Print

Print


On 2/13/12 2:17 AM, Juha Hakala wrote:

>
> These URIs will only remain actionable as long as the service exists and
> the domain name registrations are maintained. It will be difficult to
> evaluate whether the level of organizational commitment behind a service
> / domain is sufficient.

Domain names or URNs are not going to make identifiers more or less 
reliable. Those are just names, and reliability comes from the 
organization or institutional commitment behind the name. My interest is 
in being able to know what the institution  or project is, so that I get 
a hint to the reliability of the identifier. The issue is "hint" vs. "no 
idea", which is how I see the PURL situation.

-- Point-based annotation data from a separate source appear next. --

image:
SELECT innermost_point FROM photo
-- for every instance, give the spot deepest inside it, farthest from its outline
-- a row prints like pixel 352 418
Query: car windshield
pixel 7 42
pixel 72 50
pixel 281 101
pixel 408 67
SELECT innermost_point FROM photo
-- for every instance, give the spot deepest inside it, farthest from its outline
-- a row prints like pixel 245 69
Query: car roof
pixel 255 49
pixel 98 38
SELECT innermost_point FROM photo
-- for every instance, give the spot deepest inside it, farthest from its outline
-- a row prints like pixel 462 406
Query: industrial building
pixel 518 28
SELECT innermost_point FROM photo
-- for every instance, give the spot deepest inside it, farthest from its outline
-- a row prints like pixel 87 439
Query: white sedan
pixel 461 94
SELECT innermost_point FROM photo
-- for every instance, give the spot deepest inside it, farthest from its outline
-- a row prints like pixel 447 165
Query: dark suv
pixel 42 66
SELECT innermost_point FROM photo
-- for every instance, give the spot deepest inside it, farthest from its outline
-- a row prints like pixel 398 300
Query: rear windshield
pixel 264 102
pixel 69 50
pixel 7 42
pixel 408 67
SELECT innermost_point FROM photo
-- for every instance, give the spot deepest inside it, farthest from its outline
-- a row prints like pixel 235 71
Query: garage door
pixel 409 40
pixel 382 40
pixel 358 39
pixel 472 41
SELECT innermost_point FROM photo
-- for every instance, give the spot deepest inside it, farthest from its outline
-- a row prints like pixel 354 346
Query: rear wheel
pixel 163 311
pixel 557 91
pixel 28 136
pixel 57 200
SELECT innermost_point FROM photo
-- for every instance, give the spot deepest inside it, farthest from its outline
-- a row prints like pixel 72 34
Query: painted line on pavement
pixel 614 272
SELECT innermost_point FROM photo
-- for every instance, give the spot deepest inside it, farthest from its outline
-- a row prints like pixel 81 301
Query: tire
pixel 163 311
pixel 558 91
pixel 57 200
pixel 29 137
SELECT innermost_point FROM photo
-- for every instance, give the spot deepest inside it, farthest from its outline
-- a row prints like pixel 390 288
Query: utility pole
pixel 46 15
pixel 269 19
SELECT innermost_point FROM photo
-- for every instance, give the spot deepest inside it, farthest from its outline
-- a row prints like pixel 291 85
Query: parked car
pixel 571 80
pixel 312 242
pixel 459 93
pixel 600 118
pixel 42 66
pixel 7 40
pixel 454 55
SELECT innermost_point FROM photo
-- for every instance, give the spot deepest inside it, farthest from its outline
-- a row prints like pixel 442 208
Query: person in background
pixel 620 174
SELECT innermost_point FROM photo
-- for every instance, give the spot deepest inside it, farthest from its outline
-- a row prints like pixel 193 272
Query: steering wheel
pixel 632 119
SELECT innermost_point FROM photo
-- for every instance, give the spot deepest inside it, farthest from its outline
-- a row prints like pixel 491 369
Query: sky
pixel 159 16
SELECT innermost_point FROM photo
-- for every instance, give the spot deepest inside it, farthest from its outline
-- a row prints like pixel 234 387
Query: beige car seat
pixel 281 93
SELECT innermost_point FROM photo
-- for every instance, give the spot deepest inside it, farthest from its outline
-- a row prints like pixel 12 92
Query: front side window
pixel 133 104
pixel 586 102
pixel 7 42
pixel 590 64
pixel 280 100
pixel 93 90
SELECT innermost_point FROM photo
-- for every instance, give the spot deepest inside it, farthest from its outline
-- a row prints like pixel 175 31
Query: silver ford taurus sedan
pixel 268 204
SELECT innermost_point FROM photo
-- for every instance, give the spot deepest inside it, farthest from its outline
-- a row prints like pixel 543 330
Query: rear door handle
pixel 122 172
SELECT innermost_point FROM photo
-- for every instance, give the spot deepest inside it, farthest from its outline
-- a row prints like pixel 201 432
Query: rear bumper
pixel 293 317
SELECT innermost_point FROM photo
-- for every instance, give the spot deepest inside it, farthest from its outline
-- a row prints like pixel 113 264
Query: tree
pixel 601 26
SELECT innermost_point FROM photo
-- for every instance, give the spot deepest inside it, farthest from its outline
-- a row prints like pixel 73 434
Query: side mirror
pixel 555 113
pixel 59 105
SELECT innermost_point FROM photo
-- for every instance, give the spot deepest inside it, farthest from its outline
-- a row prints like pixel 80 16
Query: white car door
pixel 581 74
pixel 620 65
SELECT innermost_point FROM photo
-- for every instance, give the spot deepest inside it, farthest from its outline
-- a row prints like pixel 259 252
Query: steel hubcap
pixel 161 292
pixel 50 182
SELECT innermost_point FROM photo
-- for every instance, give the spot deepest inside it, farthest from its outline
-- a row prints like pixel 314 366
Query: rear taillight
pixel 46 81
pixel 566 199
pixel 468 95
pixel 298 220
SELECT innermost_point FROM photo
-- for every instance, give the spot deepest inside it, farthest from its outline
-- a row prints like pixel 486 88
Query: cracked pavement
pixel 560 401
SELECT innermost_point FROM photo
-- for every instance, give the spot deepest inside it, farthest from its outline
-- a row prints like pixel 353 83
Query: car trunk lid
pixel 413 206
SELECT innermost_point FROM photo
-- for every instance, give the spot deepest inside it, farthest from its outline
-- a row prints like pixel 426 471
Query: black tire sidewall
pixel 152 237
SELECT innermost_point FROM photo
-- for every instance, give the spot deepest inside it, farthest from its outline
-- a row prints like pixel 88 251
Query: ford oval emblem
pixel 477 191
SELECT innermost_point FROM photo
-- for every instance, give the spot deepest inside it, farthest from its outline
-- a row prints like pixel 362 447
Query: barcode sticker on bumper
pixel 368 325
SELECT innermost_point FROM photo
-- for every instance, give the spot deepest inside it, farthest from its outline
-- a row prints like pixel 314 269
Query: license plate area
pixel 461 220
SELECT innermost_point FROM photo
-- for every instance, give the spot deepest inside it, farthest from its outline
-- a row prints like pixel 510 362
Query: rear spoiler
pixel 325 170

Even with a rock solid-seeming domain name, like xmlns.com/foaf/0.1/, 
you have to dig a bit to determine who is behind it. My objections to 
using FOAF for library data have been that although it was developed as 
a kind of W3C project it's really the work of a few individuals, with no 
institutional commitment, and not a very broad base of standards 
participants.

Tom Baker, of DCMI, has been suggesting that libraries take on the 
commitment of archiving and keeping alive ontologies that lose their 
backing, somewhat in the same way that we store and make available other 
kinds of materials. It does seem that there will need to be an actual 
effort to keep identifiers alive in this new environment, and I'm not 
yet sure who should do that. Libraries are one logical idea.

I like the idea of the ARK with its "call and response" about the 
institution and commitment, but it isn't being used, AFAIK.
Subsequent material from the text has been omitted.